One could summarize these recommendations as “Open Source for Open Government”, but can it be done? Could one run a parliament using just Open Source software?

If the proposed legislation before the Congress in Argentina to make the use of Open Source compulsory in government is passed, their parliament could be the first to have to do so.

This paper looks at some of the freely-available software that could be used to implement a digital parliament. Not all of the software discussed is “Open Source” in the true sense, i.e. released under the GPL, but for the purposes of this paper the software is included if it is (a) free for non-commercial use and (b) the source code is available. It should also be borne in mind that software sometimes starts life as commercial and then becomes Open Source and vice versa. Other products may have basic or “lite” versions released as Open Source with the full-feature versions sold commercially.

Some of the programs mentioned are stable and usable now; others are “ones to watch”. Most of the software mentioned in the paper does not require source code compilation, except where indicated, either because pre-compiled versions are available (e.g. in Linux distributions) or because they are interpreted scripts, usually Perl.
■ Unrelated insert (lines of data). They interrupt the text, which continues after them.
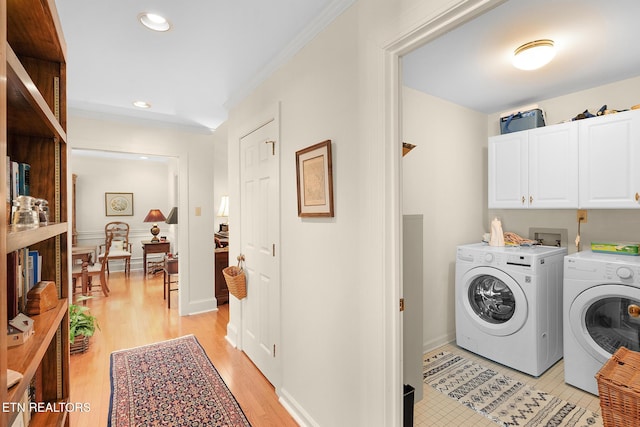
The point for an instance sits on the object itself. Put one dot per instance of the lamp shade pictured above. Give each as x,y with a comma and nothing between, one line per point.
173,216
154,215
224,206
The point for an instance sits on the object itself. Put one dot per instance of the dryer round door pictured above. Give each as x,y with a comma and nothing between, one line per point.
493,301
606,317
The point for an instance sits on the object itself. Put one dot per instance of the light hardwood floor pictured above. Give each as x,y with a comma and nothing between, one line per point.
135,314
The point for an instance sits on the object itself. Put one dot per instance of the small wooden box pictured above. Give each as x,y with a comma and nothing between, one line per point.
42,297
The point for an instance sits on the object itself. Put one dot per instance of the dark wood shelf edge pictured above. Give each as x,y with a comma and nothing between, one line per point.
33,350
17,75
22,239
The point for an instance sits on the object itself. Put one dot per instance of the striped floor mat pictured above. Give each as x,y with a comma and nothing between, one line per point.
505,401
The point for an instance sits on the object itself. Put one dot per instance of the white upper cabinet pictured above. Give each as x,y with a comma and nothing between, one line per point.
610,161
508,171
537,168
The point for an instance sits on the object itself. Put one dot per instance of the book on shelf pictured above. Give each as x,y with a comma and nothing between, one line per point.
12,285
35,268
24,179
15,174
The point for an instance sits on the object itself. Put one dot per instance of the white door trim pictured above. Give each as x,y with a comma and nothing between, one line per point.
413,35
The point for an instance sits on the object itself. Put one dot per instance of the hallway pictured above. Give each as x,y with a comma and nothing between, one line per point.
135,314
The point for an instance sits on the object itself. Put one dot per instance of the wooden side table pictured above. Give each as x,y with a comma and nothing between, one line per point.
170,268
149,247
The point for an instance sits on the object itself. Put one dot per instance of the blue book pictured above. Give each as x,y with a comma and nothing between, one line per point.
34,268
24,180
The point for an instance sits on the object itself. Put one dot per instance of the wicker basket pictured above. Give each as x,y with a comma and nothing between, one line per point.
80,345
236,280
619,389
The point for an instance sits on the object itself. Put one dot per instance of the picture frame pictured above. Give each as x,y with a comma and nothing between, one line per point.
118,204
314,180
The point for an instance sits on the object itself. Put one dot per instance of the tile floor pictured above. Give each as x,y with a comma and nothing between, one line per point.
438,410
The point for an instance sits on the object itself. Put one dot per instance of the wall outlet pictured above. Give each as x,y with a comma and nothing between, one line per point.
582,215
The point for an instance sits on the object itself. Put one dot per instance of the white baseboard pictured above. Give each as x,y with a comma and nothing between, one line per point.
438,342
295,410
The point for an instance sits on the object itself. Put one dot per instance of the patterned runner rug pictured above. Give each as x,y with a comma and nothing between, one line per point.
499,398
170,383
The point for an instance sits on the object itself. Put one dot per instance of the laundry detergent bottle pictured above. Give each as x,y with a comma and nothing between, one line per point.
497,235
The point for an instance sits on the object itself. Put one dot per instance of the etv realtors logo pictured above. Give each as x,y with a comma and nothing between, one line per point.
45,407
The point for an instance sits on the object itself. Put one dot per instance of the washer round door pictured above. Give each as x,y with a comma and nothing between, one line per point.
493,301
605,318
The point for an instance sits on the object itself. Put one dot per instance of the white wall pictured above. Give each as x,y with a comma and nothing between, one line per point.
340,276
322,347
149,181
220,170
444,180
195,153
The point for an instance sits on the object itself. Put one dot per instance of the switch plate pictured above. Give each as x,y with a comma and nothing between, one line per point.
582,216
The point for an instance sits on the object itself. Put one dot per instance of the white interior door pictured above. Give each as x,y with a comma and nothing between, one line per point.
259,235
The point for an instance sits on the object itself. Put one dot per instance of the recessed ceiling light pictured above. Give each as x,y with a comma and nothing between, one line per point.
154,22
141,104
533,55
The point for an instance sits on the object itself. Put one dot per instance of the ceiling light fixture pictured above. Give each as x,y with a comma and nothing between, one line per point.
533,55
154,22
141,104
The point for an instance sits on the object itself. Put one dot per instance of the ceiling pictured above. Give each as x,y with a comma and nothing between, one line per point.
218,51
471,65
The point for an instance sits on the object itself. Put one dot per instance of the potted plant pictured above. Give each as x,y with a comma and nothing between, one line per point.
82,325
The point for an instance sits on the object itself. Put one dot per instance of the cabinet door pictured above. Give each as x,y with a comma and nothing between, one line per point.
609,159
508,171
553,166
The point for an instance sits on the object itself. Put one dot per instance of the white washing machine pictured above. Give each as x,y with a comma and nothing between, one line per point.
509,304
601,309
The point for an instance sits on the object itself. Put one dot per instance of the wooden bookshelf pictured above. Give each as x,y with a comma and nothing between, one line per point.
33,121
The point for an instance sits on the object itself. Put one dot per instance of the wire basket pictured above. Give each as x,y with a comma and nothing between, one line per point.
236,279
619,389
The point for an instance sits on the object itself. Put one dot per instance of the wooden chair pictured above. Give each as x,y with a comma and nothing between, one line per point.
92,269
120,248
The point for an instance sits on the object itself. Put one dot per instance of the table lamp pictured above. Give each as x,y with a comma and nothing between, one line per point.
173,216
223,211
154,216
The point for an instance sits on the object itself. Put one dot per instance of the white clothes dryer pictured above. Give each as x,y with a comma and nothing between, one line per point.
601,310
509,304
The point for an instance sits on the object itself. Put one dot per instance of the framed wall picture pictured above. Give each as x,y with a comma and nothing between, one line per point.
315,180
118,204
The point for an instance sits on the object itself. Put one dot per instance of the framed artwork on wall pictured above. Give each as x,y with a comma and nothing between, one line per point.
315,180
118,204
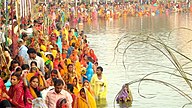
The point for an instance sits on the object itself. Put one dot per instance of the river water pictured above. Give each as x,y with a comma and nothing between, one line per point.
142,59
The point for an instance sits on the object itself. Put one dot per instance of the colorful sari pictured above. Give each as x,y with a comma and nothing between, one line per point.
2,89
89,102
16,94
99,86
30,75
124,95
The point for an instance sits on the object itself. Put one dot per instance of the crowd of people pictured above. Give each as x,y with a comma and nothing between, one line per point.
46,59
47,64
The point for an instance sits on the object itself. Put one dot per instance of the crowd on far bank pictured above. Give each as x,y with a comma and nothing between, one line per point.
48,64
46,59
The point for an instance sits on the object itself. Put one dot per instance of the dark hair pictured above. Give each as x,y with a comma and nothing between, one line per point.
18,69
59,65
34,63
31,50
70,87
50,56
39,54
24,35
25,66
69,65
54,71
34,77
82,90
13,62
18,75
100,68
58,82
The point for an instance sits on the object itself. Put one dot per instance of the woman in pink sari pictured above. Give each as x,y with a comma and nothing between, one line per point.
16,92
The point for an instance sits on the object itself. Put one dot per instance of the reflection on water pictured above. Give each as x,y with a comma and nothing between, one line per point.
103,37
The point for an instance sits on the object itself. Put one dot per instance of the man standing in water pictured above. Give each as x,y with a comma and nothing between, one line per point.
99,84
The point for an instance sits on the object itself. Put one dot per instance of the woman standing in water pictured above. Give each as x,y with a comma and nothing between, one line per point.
85,99
99,84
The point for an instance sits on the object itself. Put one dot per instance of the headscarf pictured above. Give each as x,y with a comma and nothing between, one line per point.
38,103
123,94
61,103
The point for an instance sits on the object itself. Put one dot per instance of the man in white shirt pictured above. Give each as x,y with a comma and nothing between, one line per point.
34,57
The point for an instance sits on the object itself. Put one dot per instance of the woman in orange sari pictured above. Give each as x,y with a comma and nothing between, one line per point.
85,99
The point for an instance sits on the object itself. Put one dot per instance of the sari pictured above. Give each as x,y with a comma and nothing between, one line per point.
89,72
89,102
124,95
35,92
39,103
99,86
30,75
2,89
16,94
89,88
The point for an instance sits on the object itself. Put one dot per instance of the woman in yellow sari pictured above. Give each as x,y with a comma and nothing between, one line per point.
85,99
34,71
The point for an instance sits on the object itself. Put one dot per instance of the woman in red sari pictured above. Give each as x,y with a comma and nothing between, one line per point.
16,92
4,103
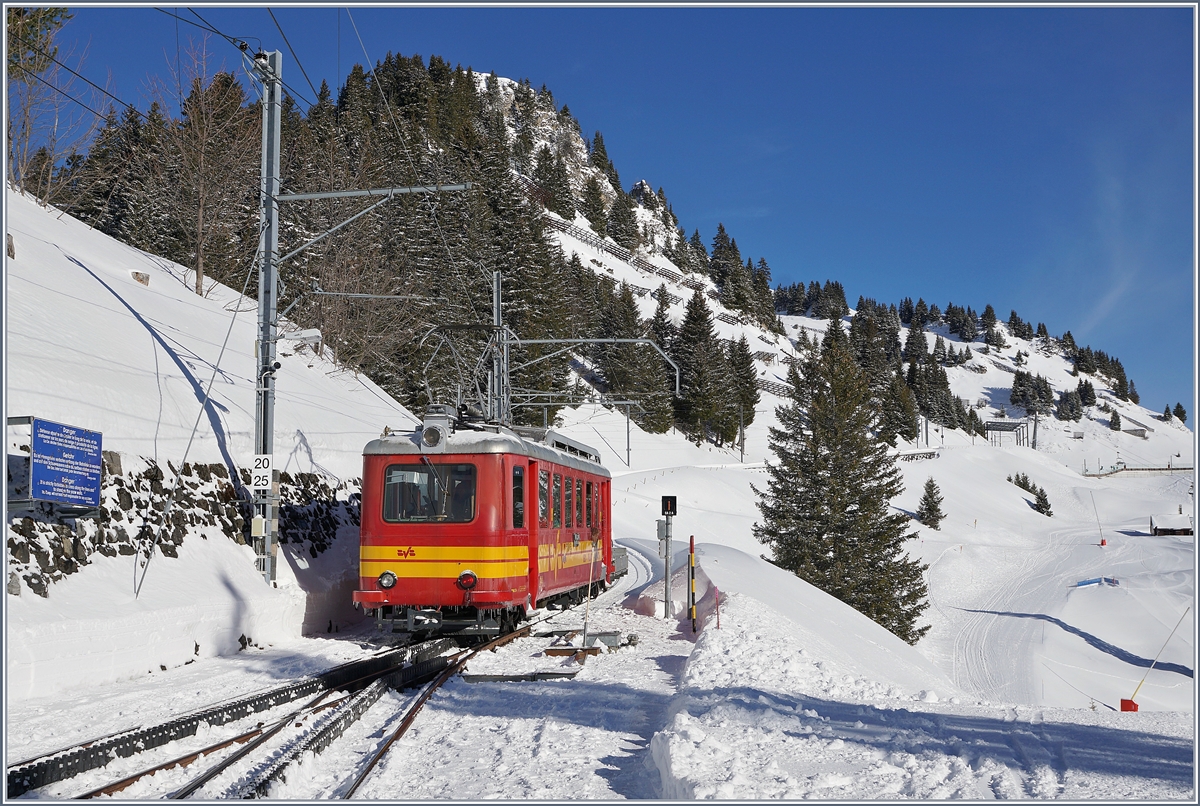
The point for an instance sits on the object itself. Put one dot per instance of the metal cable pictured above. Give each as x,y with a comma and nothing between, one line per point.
179,474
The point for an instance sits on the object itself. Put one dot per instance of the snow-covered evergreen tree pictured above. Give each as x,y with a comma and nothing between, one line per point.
929,511
826,509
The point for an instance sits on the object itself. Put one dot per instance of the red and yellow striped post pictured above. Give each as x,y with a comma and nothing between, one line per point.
691,577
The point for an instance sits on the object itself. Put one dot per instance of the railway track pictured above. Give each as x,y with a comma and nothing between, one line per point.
70,762
451,668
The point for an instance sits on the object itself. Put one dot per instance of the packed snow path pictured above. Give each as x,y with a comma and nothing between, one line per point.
1024,632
Also, inclusion of a program in this paper does not, necessarily, constitute a recommendation. It is more a survey of some of the many freely-available programs that could be used to set up a digital parliament.

The Foundations

Linux

Linux would, of course, be central to any Open Source project. Linux has moved from being a hacker’s playground to a mainstream corporate product, supported by major industry players such as IBM, SGI and, to some extent, Sun. The many hackers are still, thankfully, contributing (for example, see Sourceforge) but their efforts have been made more disciplined by the selection activities of the end-user Linux packagers, such as Red Hat, SUSE and Mandrake.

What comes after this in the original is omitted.